Polylactides (supported by a current EPA Grant and past collaboration with Cargill Dow Polymers)

            The project pursues fundamental enabling scientific work regarding the rheological and permeation properties of a family of copolymers based on lactic acid to ultimately lead to improved properties and applications.  Unlike current packaging materials that are made from nonrenewable fossil fuels and often involve the use of noxious and toxic materials in their manufacture, these materials are fermentation based.  Lactic acid polymers (PLA) are available from the fermentation of plant based materials including agricultural wastes; their use leads to a closed loop with respect to the greenhouse effect of CO2 by using renewable agricultural sources.  In addition, these materials are compostable, freeing up landfill space and may be recycled to a lactic acid monomer source through simple hydrolysis.  For these reasons, PLA is receiving a tremendous amount of commercial interest, though little fundamental understanding of the properties most important for successful commercialization is available.  Furthermore, synthetic variations in structure are required to improve upon the properties for application in many areas.

Building on the results of some preliminary studies, the chemistry of PLA is manipulated in order to vary the L to D ratio within the chain.  The characteristic ratio is determined as a function of the chiral ratio and correlated against the entanglement molecular weight, Me.  The exact relationship between characteristic ratio and Me is not known for the general class of linear polymers but the PLA system provides an ideal experimental candidate for elucidating this very fundamental issue.  Control of chirality implies control of the characteristic ratio, which can then be correlated against experimental values for Me.  Furthermore, the relationship between Me and gas permeability will be examined; this is an intriguing possibility because Me is normally a material property for a given polymer, however, the PLA system provides the opportunity to fix the chemical groups present but to change Me.  As gas permeability is a product of solubility and diffusivity, the PLA system allows the solubility to be held constant and the effect of Me on diffusivity to be examined.   The unique stereochemical features of PLA perhaps provide a molecular feature capable of controlling a highly desirable packaging property, namely, the permeation of important gases like oxygen, nitrogen, carbon dioxide, and water. 
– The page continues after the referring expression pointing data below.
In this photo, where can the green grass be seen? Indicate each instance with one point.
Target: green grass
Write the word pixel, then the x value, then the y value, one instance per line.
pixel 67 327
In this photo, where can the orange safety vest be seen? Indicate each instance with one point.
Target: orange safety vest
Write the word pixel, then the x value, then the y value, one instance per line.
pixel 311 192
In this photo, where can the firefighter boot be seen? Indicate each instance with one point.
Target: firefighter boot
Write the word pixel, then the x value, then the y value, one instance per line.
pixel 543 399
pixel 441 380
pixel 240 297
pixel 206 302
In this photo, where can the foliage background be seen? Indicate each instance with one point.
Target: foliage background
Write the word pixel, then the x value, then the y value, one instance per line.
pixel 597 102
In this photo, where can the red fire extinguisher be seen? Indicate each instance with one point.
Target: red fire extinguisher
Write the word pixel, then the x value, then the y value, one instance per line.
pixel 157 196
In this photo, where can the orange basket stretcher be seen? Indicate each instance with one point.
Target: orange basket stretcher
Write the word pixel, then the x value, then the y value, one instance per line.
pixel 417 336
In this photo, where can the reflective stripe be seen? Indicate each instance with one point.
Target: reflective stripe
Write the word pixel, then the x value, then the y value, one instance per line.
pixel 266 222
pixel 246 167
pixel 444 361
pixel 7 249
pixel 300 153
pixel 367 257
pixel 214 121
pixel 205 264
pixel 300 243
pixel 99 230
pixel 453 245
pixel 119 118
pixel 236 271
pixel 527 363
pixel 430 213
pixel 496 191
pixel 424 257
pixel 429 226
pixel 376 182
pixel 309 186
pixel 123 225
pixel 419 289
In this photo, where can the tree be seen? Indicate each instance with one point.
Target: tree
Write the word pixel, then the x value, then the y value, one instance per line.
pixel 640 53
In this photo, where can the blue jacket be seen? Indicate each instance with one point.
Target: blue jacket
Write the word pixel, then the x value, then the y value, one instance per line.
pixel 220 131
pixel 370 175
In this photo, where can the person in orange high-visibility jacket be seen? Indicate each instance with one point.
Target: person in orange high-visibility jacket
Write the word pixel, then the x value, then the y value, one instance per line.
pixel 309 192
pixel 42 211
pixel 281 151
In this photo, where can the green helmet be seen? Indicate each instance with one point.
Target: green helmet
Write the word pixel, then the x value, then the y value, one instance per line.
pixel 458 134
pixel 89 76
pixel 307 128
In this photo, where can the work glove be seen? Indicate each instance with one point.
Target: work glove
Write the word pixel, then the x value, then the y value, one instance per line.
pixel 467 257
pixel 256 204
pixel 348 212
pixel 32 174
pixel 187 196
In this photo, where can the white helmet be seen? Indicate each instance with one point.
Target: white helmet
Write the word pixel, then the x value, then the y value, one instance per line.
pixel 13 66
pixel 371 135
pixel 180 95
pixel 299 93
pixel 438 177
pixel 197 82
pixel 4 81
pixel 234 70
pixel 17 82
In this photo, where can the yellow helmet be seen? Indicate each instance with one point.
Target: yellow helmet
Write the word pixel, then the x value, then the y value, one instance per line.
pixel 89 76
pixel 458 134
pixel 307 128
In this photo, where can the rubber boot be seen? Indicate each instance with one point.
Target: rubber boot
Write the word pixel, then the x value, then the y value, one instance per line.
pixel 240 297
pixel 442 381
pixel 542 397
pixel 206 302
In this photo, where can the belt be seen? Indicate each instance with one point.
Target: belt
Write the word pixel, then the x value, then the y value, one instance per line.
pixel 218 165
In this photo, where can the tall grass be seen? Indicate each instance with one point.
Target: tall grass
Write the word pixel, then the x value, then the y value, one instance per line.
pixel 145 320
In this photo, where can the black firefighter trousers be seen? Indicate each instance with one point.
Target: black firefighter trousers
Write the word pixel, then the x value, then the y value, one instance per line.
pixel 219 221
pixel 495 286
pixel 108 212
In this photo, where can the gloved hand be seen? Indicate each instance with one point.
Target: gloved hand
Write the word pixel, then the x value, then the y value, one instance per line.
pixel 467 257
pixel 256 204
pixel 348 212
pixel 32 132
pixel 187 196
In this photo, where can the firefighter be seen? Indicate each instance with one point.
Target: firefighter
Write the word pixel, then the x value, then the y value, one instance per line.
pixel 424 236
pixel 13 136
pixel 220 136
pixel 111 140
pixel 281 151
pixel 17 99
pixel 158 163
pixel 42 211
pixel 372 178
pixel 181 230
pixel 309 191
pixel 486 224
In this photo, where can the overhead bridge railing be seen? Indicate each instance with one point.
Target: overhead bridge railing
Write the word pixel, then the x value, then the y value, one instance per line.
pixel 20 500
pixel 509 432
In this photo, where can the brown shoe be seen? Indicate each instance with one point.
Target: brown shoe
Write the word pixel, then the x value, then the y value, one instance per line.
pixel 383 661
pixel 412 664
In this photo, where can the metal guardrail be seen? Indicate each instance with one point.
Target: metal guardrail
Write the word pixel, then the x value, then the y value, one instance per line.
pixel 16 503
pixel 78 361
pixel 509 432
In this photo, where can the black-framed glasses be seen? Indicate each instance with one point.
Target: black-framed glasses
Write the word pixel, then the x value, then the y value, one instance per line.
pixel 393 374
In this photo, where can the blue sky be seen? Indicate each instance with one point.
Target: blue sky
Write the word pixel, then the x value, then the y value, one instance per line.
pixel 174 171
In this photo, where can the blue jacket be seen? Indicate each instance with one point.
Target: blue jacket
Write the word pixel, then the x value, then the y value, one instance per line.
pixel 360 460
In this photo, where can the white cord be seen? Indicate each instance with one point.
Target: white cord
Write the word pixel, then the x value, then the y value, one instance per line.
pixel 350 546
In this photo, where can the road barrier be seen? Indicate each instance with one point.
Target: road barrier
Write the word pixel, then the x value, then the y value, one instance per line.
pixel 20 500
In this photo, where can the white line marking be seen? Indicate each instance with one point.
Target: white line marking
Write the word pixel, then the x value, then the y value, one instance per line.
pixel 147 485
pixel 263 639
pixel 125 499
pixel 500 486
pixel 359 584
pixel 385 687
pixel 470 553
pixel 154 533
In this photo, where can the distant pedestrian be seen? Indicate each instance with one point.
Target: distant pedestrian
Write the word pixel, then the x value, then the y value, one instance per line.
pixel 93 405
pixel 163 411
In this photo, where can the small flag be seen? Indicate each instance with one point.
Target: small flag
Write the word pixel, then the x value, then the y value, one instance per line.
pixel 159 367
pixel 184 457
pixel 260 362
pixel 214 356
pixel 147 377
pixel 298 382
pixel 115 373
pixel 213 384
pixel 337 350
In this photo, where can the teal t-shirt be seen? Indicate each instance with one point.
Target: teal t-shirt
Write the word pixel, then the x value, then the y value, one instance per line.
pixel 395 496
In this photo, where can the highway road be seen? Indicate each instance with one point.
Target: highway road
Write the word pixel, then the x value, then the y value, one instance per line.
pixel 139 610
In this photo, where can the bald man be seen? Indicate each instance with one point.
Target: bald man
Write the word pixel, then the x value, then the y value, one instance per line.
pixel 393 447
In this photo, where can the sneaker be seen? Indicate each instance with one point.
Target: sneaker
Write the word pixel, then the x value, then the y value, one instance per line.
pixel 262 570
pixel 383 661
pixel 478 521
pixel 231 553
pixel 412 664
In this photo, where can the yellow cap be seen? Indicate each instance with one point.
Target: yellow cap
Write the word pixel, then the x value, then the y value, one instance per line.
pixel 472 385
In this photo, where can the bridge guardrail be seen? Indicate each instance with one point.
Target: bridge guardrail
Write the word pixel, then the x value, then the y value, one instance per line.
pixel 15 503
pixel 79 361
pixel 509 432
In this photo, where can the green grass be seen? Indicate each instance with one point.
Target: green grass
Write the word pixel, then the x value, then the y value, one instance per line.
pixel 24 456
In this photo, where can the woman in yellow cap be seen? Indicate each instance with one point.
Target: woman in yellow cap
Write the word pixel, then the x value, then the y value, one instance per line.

In addition to the work on linear PLA, branched structures are being synthesized and evaluated as additives to the linear material.  These materials are important for their ability to improve the melt strength of PLA which is an important property in the blow molding operation used to produce bottles and other hollow bodied objects.  We are developing new techniques for the formation of branched material.  A variety of branched monomers are being investigated for their copolymerizability with lactide and lactic acid.

Polymerization of hyperbranched polyesters through the use of ring-opening initiating or ring-opening terminating systems would allow for increased control in the overall molecular weight between branches as well as overall size to the polymers.  In a ring-opening intiator system, each of the cyclic initiators contains one initiating group, a primary hydroxyl group, and the overall number of polymer chains generated in a reaction is controllable.  Branched polymerizations using this method proceed in a divergent manner.  Distance between branch points of polymers made in this manner are varied through the stoichiometric ratio of the initiating ring species to the lactide monomer.  Similarly, in a ring-opening and terminating system, the number of branches can be controlled by the number of added terminating groups and the method of addition.

These approaches permit the processing of these environmentally benign materials into recyclable, value added, consumer products.  The net societal and environmental benefits are extraordinary and include a reduction in the consumption of fossil resources, substitution for noxious and toxic based vinyl polymerizations, improvement of America’s farm economy, the elimination of a net source of the greenhouse gas CO2, and finally a reduction in municipal landfill volumes.